Another woman might have found this well-intended expression of admiration more self-interested and utilitarian than respectful, but Sydney had understood what Peter meant and she had warmed to it. Indeed, she had warmed to him, and had been sorry when he’d died quite unexpectedly in late February of a massive coronary. She’d never had a father, and he had seemed a good one.
They had been standing in the side porch of the house in Peachtree Battle on a night not long before Christmas. Peter had given them a small dinner party in celebration of their engagement, and she stood with him while Chaz went to bring the car around. Behind Peter, she saw the glow of the library, the fire still radiating patterns across the bindings of a lifetime’s cargo of books, the good paintings, the good fabrics, the poinsettias.
“I love him more than I ever knew I could love anyone,” she said, and Peter had taken her into his arms for a hug and then kissed her on the forehead.
“I can see that, and I am happier about my son than I ever knew I could be. He’s going to be
fine
. And
you two
are going to be fine.”
On the drive home, Sydney had nestled deep into her new Vera Wang jacket, holding Chaz’s right hand and feeling the sort of simultaneous rush of emotion and clarity of thought she had previously experienced only when a performance was going exceptionally well. An actor, by nature—and formerly by profession—she had never, like some, distinguished between her art and her life.
The life that had been handed to her would not have been worth living if she had not, early on, decided to take it in hand and transform it.
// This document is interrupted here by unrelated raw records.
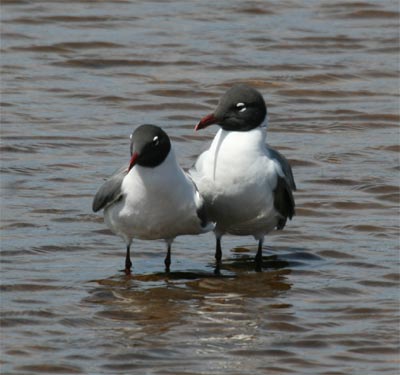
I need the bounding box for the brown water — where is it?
[1,0,400,375]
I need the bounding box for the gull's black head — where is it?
[128,125,171,171]
[195,84,267,131]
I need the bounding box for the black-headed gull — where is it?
[93,125,214,274]
[189,84,296,272]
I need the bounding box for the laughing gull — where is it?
[189,84,296,273]
[93,125,214,275]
She was grateful for her talent and saw little reason to be falsely modest with herself about it. She had long ago ceased to wonder whether her emotions, her motivations, or her desire to recognize and use an opportunity were what many people would call
true
or if they arose from her instincts for
acting.
The instinct for giving a truthful performance depended fundamentally on being able to believe its truth oneself. That was her constant guide. Some people might prefer to call their barometric readings on their motives and actions morality; she didn’t begrudge them that. By the same token she expected no one to question the strength and confidence that had gotten her through, to question her own unique gifts and instincts for doing the right thing, her perspective on what was real. What was true.